Hizbullah chief Sayyed Hassan Nasrallah's admission that the party was behind the drone that was shot down by Israel on Saturday is aimed at diverting attention away from the developments along the Lebanese-Syrian border, reported al-Joumhouria newspaper on Friday.
A leading March 14 source told the daily: “Hizbullah is seeking to lure Israel into a war against Lebanon.”
It said that the admission is reminiscent of Hizbullah's abduction of Israeli soldiers in 2006 in a cross-border raid that sparked that year's 33-day war in July.
“Hizbullah has shifted from a defense strategy to an offensive one, meaning it has eliminated the role of the national dialogue,” it continued.

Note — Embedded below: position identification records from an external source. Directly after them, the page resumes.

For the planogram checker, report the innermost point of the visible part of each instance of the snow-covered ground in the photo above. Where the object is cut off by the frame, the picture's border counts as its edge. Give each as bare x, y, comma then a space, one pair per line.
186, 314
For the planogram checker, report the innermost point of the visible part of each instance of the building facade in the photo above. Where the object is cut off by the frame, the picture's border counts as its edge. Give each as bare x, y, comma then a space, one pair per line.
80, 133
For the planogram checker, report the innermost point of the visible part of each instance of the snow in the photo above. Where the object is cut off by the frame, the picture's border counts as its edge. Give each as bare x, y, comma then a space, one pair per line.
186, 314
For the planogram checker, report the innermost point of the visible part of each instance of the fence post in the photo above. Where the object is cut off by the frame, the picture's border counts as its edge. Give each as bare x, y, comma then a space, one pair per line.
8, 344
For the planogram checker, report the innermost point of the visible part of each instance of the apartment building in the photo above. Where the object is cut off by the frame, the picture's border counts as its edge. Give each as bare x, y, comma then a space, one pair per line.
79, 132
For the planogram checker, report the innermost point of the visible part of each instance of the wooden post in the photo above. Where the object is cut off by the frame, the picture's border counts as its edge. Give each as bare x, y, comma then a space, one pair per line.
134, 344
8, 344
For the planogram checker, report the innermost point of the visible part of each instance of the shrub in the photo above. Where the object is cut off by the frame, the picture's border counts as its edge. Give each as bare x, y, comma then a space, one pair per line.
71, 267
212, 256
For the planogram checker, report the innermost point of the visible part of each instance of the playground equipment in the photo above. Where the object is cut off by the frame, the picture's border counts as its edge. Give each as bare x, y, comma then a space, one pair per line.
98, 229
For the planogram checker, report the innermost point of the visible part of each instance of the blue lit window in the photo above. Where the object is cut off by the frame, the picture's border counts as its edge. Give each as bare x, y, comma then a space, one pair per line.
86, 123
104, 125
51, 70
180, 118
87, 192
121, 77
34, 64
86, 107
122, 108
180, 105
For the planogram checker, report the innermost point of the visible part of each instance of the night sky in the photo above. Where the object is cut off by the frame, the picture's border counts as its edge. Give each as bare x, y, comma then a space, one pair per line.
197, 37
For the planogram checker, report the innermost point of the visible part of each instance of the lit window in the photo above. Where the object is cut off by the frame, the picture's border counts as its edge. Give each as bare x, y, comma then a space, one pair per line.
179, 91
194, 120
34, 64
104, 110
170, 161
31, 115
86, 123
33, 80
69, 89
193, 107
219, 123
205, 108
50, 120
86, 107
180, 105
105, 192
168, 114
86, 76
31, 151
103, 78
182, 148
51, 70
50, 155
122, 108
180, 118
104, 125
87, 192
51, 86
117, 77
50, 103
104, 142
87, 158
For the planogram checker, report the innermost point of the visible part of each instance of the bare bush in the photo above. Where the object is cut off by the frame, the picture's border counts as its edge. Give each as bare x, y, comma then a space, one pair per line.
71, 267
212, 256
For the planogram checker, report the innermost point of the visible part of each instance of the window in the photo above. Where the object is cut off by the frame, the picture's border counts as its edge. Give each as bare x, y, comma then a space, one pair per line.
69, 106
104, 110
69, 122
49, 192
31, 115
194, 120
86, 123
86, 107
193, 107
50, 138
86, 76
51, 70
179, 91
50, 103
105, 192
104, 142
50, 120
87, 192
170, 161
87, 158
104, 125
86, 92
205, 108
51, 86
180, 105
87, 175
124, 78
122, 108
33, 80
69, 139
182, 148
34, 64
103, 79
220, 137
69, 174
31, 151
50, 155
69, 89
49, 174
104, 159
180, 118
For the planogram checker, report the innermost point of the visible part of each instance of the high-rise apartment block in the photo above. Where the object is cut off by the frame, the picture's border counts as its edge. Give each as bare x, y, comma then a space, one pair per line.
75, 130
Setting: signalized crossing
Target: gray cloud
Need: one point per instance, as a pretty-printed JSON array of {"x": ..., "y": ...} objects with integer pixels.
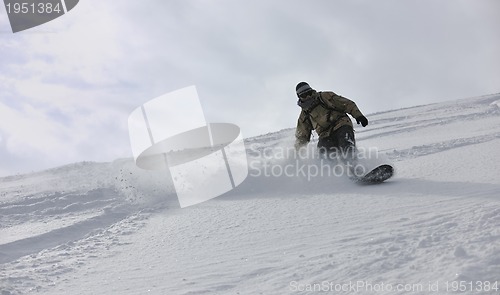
[{"x": 86, "y": 71}]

“The party has also responded directly to President Michel Suleiman's vision of a defense strategy that he has reiterated several times and which calls for freezing Hizbullah's arms,” said the March 14 source.
“The president, who has recently been defending Lebanon's sovereignty, should deal with this threatening development in the same manner in which he deals with the Syrian violations against the country,” it remarked.
Suleiman had stated last week that the weapons of non-state actors will be eventually removed, “whether they belong to Hizbullah or the Salafist forces.”
The March 14 sources added that Hizbullah has “blatantly” violated United Nations Security Council resolution 1701 and the role of the U.N. Interim Force in Lebanon.
The source held Prime Minister Najib Miqati's government responsible for any Israeli retaliation or future war, demanding “its resignation and the formation of another that would provide Lebanon with the sufficient protection to stress the culture of peace instead that of war.”
“Lebanon has now been placed in the eye of the storm and the country should be placed under the United Nations' supervision in order to avert a war” with Syria or Israel, it noted.
Nasrallah on Thursday acknowledged that his group sent a sophisticated unmanned drone over Israel last week, saying the device was built by the Jewish state's arch-foe Iran.
His acknowledgment came shortly after Israeli Prime Minister Benjamin Netanyahu pointed at Hizbullah and vowed to defend his country against further "threats."
On October 6, the Israeli air force jets shot down the unarmed drone over southern Israel's Negev desert after it entered the country's airspace from the Mediterranean Sea.